Hong Kong has a new police chief called Andy Tsang Wai-hung. This appointment is notable because he actually has a long and respected career as an investigative officer. Weird how sometimes is it experts in the field, rather than politicians, who are elected to top jobs. The appointment needs to be ratified by Beijing but this is expected to be a formality.


CHINA AND INTERNATIONAL:
China's new stealth fighter jet, the J-20 will undergo test flights within the next few days in Chengdu, if weather permits. This is earlier than the Western World expected (much like the conquering of the economic world by China - do no politicians read the newspaper?), with US Defence Secretary, Robert Gates, going on record previously saying that China would have "no fifth-generation [military] aircraft by 2020". Although it is expected to take at least ten years until China can mass-produce the plane.
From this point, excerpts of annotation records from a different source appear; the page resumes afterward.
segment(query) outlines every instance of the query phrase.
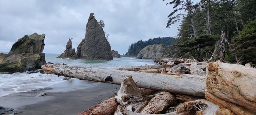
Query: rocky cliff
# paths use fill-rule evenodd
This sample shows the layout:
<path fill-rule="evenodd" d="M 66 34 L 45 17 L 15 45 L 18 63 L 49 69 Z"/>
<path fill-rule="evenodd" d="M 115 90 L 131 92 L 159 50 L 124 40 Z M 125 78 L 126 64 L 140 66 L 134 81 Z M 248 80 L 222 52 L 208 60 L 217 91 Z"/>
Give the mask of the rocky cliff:
<path fill-rule="evenodd" d="M 140 51 L 136 58 L 139 59 L 153 59 L 160 58 L 160 52 L 164 47 L 162 45 L 148 45 Z"/>
<path fill-rule="evenodd" d="M 71 40 L 72 38 L 68 39 L 68 41 L 67 42 L 67 45 L 66 46 L 66 50 L 64 51 L 64 52 L 61 54 L 60 56 L 57 57 L 58 58 L 76 58 L 76 54 L 75 51 L 75 48 L 72 49 L 72 42 Z"/>
<path fill-rule="evenodd" d="M 0 54 L 0 72 L 16 72 L 41 68 L 46 63 L 45 35 L 25 35 L 14 43 L 8 54 Z"/>
<path fill-rule="evenodd" d="M 113 59 L 110 46 L 94 14 L 90 14 L 86 24 L 85 38 L 77 47 L 77 59 Z"/>
<path fill-rule="evenodd" d="M 121 58 L 120 55 L 118 54 L 118 52 L 112 50 L 112 51 L 111 51 L 111 53 L 112 54 L 113 58 Z"/>

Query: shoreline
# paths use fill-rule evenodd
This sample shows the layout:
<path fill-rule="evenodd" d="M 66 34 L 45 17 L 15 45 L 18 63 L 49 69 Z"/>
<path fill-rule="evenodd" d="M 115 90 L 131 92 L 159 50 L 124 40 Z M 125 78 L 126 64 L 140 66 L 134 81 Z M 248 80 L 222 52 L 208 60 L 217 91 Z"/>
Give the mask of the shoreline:
<path fill-rule="evenodd" d="M 3 115 L 76 115 L 114 96 L 120 85 L 72 79 L 34 91 L 0 97 L 0 106 L 14 109 Z M 47 95 L 35 95 L 41 92 Z"/>

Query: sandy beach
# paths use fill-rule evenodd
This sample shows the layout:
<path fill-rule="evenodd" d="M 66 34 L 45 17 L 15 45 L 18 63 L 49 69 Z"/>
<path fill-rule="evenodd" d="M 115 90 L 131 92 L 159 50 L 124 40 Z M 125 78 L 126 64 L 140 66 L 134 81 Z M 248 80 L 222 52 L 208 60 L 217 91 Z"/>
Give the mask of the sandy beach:
<path fill-rule="evenodd" d="M 72 79 L 46 89 L 1 97 L 0 105 L 14 109 L 5 115 L 76 115 L 114 95 L 120 87 Z M 47 95 L 35 96 L 41 92 Z"/>

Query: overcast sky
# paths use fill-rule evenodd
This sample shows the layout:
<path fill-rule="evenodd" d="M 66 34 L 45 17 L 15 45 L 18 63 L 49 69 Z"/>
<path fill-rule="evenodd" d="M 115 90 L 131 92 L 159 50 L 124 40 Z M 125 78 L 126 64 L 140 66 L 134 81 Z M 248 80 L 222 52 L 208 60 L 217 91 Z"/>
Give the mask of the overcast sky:
<path fill-rule="evenodd" d="M 94 13 L 98 21 L 104 21 L 111 48 L 125 53 L 130 45 L 139 40 L 177 35 L 179 24 L 166 28 L 167 16 L 173 10 L 166 5 L 167 2 L 1 0 L 0 51 L 9 52 L 18 39 L 35 32 L 46 34 L 44 53 L 62 53 L 70 38 L 74 38 L 76 51 L 85 36 L 90 14 Z"/>

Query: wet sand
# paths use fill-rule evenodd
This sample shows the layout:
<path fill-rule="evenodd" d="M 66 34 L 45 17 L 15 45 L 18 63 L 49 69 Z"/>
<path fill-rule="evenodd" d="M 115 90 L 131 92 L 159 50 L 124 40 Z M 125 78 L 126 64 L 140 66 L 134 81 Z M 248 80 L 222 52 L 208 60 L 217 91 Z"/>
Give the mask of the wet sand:
<path fill-rule="evenodd" d="M 42 90 L 0 97 L 0 106 L 15 109 L 15 115 L 76 115 L 115 95 L 120 85 L 77 79 Z M 41 92 L 46 95 L 35 96 Z"/>

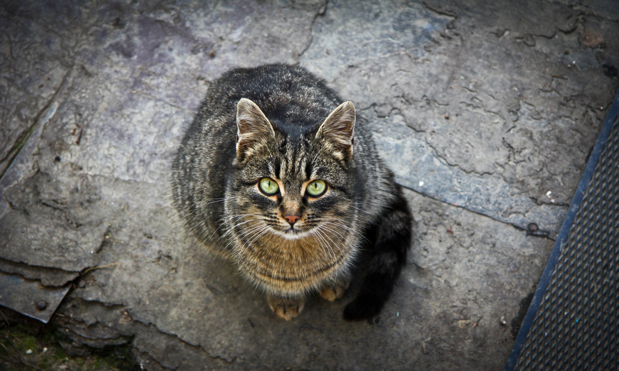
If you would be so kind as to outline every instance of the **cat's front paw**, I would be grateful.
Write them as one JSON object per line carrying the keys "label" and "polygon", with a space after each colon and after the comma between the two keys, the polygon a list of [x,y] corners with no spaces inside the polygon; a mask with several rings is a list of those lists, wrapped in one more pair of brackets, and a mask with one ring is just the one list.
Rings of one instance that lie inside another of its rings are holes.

2000 university students were asked to select China's top cultural symbol. The top five picked were Chinese characters (as in writing) which was voted number one, followed by (in random order) Confucius, calligraphy, the national flag and the Great Wall.

The Chinese economic planning agency has outlawed "price-fixing by monopolies" - so now we have yet another country in which these laws will be ignored. The words used in the SCMP seem to indicate a distaste for big business. Saying "monopolies" in that glib quote I used above seems to be incorrect - they should have said "businesses" or "industry-leading companies" methinks. The language indicates bias.

If you wonder whether the shitfest over the Victory Mosque built at Ground Zero was the type of ridiculous incident that only went on in the West, think again. Confucianists who live in the former philosopher's home town of Qufu are up in arms because a Christian church is being built there, allegedly disrespecting/insulting Mr Confucius. Confusianists insist that if a temple of their own was built in Jerusalem, Mecca or the Vatican the local governments and people would not allow it. Truly conservative religious people... well there's not much to pick between them, is there?

Iran has invited a whole lot of countries around the world - including China - to come and inspect its nuclear sites (which it insists are for energy and not weaponry) before a meeting with the UN Security Council next month. From what this article says, it looks as if the USA, Britain, France and Germany have not received invitations. (Probable reasons include the fact that the USA and Iran don't smaak each other for shit, Britain agrees with everything the USA does, France hates burkhas and Angela Merkel refuses to wear one.)

Australians affected by the flooding in Queensland are being warned to stay out of the ubiquitous water for reasons other than being swept away: snakes and crocodiles which usually inhabit the river outside the city have been swept into it. As if normal flooding doesn't cause enough problems. More rain is expected tonight.

SPORT:
A swimming pool and sports track (which I take to mean athletics) in Wan Chai will be moved for the new high-speed rail between Hong Kong and the closest Chinese city of note: Shenzhen. The government says that these will be rebuilt but I would like to see where in Hong Kong the leftover space for these two facilities is.

Mitchell Johnson, the Australian cricketer, is pissed at the UDRS (Umpire Decision Referral System) because Alistair Cook, caught at mid-on after skying a shot off Michael Beer was given not out after the TV umpire reversed the decision because Beer had bowled a no-ball. Yes, Johnson hates the system because a player was correctly given not out. Huge failing of the system, isn't it? Idiot.